On talking about the anthology – the growth of mythical stories, stories that are close to our hearts, mean something to us. The pandemic as a moment of potential to create change. Deep participation. Connect together to thrive and grow. New social models are growing, providing the seeds of how we could redesign.

‘There’s no need for a story, life alone is enough.’ – Beckett opens a discussion to the narratives we have been given, the stories we tell ourselves. Who benefits? … The scars of Europe. Challenging the archetypes. Finding new ways to listen. ‘Freedom starts in the republic of the imagination.’

This event is definitely worth watching. Another one NOT TO MISS!

Leïla Slimani, Lisa Dwan, Hilary Cottam and Sophie Hughes

EUROPA 28 – A SENSE OF RENEWAL

Virtual venue: Llwyfan Cymru Digidol – Wales Digital Stage

We celebrate three more contributors to the Hay Festival Europa 28 project, part of the Rijeka European Capital of Culture 2020.

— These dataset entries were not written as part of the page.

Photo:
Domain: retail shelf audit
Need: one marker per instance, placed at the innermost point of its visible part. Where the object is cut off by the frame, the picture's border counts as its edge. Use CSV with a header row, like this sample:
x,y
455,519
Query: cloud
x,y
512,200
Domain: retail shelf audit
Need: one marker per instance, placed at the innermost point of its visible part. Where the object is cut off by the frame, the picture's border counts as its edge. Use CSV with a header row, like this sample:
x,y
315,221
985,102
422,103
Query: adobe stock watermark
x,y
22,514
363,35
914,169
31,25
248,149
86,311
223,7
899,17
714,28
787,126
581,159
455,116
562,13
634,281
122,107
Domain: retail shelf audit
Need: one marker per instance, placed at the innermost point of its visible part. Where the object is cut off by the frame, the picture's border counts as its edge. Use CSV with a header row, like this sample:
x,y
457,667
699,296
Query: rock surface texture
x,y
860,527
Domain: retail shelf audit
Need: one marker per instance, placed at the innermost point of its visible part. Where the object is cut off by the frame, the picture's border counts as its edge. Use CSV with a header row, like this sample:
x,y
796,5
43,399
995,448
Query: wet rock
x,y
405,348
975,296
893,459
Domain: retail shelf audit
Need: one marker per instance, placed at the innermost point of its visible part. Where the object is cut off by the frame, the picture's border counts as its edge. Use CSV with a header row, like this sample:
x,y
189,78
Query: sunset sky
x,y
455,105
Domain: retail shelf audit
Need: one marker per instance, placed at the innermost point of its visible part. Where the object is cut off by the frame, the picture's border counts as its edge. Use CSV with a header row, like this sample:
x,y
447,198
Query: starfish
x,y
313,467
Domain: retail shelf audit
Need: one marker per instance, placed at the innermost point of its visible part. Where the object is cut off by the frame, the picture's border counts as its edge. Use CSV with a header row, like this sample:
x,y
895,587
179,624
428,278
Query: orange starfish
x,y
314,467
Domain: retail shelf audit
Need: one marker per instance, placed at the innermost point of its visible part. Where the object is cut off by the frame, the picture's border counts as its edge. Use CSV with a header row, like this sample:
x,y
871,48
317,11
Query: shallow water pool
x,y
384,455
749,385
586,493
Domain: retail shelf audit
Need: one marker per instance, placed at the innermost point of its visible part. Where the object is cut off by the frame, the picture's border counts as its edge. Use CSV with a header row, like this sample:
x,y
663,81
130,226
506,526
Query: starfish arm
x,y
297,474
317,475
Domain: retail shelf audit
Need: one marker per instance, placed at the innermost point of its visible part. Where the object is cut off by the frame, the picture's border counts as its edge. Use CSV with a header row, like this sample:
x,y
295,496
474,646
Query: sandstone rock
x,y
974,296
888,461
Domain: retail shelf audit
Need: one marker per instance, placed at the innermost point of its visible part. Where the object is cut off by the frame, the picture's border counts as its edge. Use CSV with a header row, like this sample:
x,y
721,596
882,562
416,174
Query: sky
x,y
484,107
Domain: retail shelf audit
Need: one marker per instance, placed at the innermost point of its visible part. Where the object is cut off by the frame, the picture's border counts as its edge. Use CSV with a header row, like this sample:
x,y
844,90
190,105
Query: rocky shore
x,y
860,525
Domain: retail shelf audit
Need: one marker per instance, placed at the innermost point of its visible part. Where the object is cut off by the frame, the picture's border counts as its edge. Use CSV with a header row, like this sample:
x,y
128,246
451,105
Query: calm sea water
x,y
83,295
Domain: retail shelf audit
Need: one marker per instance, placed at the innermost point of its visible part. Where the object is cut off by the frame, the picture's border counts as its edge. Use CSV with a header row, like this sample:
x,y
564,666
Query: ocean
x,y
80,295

Moroccan-born Slimani won the Prix Goncourt for her novel Lullaby, and is the author of Adèle and Sex and Lies. Dwan is an Irish actor whose Beckett performances have toured the world. She has recently collaborated with Colm Toibín and Margaret Atwood. Cottam is a social activist and the author of Radical Help: How We Can Remake the Relationships Between Us & Revolutionise the Welfare State. They talk to Sophie Hughes.

 

I then watched this event on catch up. It feels like an honour to watch a Nobel Prize winner. Amazing to think that the image of the globe was embargoed, even though they knew before the image appeared that the Earth was round. I enjoyed learning more about the planets. I am fascinated by Cosmology, I have never seen a sunspot close up, or a map of the star neighbourhood! It was amazing. Technical, as you would expect from James Peebles.

James Peebles

COSMOLOGY’S CENTURY

Virtual venue: Baillie Gifford Digital Stage

A spectacularly illustrated lecture by the Nobel Prize-winning physicist P. J. E. Peebles, tells the story of cosmology from Einstein to today. Modern cosmology began a century ago with Albert Einstein’s general theory of relativity and his notion of a homogenous, philosophically satisfying cosmos. Cosmology’s Century is the story of how generations of scientists built on these thoughts and many new measurements to arrive at a well-tested physical theory of the structure and evolution of our expanding universe.

 

And on replay I caught the final event of Tuesday with poet Eric Ngalle Charles.

This was a great finish to a day filled with wonder and inspiration. I would have been exhausted had I been in real life Hay!

A world citizen with so much to teach us Gill said in the comments and that is so true.

Eric Ngalle Charles talks to Peter Florence

I, ERIC NGALLE: ONE MAN’S JOURNEY CROSSING CONTINENTS FROM AFRICA TO EUROPE

Virtual venue: Baillie Gifford Digital Stage

We celebrate the extraordinary autobiography of the Wales-based playwright and poet. Eric Ngalle thought he was leaving Cameroon for a better life… Instead of arriving in Belgium to study for a degree in economics he ended up in one of the last countries he would have chosen to visit – Russia. Having seen his passport stolen, Eric endured nearly two years battling a hostile environment as an illegal immigrant while struggling with the betrayal that tore his family apart and prompted his exit. This painfully honest and often brutal account of being trapped in a subculture of deceit and crime gives a rare glimpse behind the headlines of a global concern.